Ни одного человека принудительно я в учебные группы не включил. Результаты обучения оказались такими: из 100 человек обучающихся около 25% сдали экзамены на отлично, 60% — на хорошо, остальные — удовлетворительно.

Через две недели после начала работ в корпусе лагерь посетил начальник управления САЗЛага капитан Липкин и, войдя вместе с начальником лагеря в корпус, увидал поднимающиеся с пола рамы машин, аккуратно положенные кучки деталей, чистоту и порядок в помещениях, развешенные на стенах плакаты и стоящих около меня учеников. Обращаясь к начальнику лагеря Николаеву, он спросил: «Не понимаю что у Вас делается? На дворе и в корпусе порядок, плакаты, ведутся занятия. Кому этим мы обязаны?». Николаев протянул руку в мою сторону и сказал: «Ему». Липкин подошёл ко мне, поздоровался и спросил: «Давно вы начали заниматься?». Я ответил: «Нет, недавно, но думаю, что через три месяца они будут способны работать на машинах». Обратившись к начальнику лагеря, он сказал: «Освободите инженера Бухарина от всяких нарядов,

199

оденьте его так, чтобы он был одет не хуже вольнонаёмного состава, дайте ему право питаться в вольнонаёмной столовой и организуйте рабочую комнату — кабинет-спальню, которую он оборудует себе при цехе».

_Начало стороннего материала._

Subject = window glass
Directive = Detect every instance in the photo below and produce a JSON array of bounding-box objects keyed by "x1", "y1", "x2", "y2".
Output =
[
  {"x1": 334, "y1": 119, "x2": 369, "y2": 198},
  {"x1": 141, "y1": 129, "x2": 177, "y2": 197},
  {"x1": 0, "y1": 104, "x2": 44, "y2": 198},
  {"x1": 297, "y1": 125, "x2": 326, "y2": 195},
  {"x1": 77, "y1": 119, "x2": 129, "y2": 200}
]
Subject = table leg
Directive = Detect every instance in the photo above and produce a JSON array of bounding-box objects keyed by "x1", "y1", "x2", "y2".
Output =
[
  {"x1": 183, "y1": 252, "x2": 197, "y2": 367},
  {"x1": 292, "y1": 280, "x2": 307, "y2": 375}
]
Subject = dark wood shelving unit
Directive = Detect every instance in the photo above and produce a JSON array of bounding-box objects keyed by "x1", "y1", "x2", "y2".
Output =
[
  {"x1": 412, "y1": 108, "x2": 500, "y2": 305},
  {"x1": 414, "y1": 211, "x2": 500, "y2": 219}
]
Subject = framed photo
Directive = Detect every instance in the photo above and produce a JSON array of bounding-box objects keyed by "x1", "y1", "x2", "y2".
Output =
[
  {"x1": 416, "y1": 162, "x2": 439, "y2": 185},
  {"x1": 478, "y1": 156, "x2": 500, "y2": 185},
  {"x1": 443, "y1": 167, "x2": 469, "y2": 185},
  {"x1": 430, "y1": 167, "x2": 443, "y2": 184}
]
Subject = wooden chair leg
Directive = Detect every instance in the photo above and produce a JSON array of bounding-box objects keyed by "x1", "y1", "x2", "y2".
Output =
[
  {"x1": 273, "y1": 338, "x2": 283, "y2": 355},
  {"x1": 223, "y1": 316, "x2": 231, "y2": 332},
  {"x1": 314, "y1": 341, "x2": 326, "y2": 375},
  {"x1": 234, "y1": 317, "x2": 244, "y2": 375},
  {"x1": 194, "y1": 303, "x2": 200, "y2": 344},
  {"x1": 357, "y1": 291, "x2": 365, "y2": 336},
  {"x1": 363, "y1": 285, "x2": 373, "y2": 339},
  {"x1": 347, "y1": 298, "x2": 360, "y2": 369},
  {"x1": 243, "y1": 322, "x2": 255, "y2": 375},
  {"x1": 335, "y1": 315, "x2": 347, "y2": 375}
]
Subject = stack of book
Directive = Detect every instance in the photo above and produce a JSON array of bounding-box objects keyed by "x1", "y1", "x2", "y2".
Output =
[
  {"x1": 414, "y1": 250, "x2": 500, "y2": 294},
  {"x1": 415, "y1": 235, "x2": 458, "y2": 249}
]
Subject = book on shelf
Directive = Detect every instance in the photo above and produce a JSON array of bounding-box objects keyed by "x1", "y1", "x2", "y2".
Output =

Всё это было выполнено и, таким образом, я был поставлен в условия исключительно благоприятные. Кроме того, мне было разрешено ходить по всей территории лагеря, осведомляя о том, куда я иду дежурных на сторожевых вышках, и я, таким образом, фактически был как бы на правах вольнохожденцев на всей территории промкомбината. Все указания капитана Липкина в отношении меня были срочно выполнены, оставалось только мне оправдать их работой.

Выдавая заказы в ремонтные мастерские, я загружал их почти полностью.

Я очень хорошо ознакомился с составом рабочих и их индивидуальными особенностями. У некоторых из них была чрезвычайно высокая квалификация, и у меня с ними установились очень хорошие, товарищеские взаимоотношения, а некоторые из них стали совершенно откровенны со мной.

Так, один из токарей, пожилой, лет семидесяти, дрожащими руками блестяще выполнял все токарные работы, с ювелирной точностью и отличным качеством. Я как-то спросил его: «А где Вы работали на воле?». Он уронил слезу и ответил: «Всю жизнь на Путиловском!». Другой, узнав о том, что мне в ближайшее время придётся отливать большие блоки для волчков в угарно-щипальный отдел, предложил производить это на месте, для чего он сам оборудует литейную по методу тигельной плавки, в которой можно будет отливать детали весом до трёх пудов.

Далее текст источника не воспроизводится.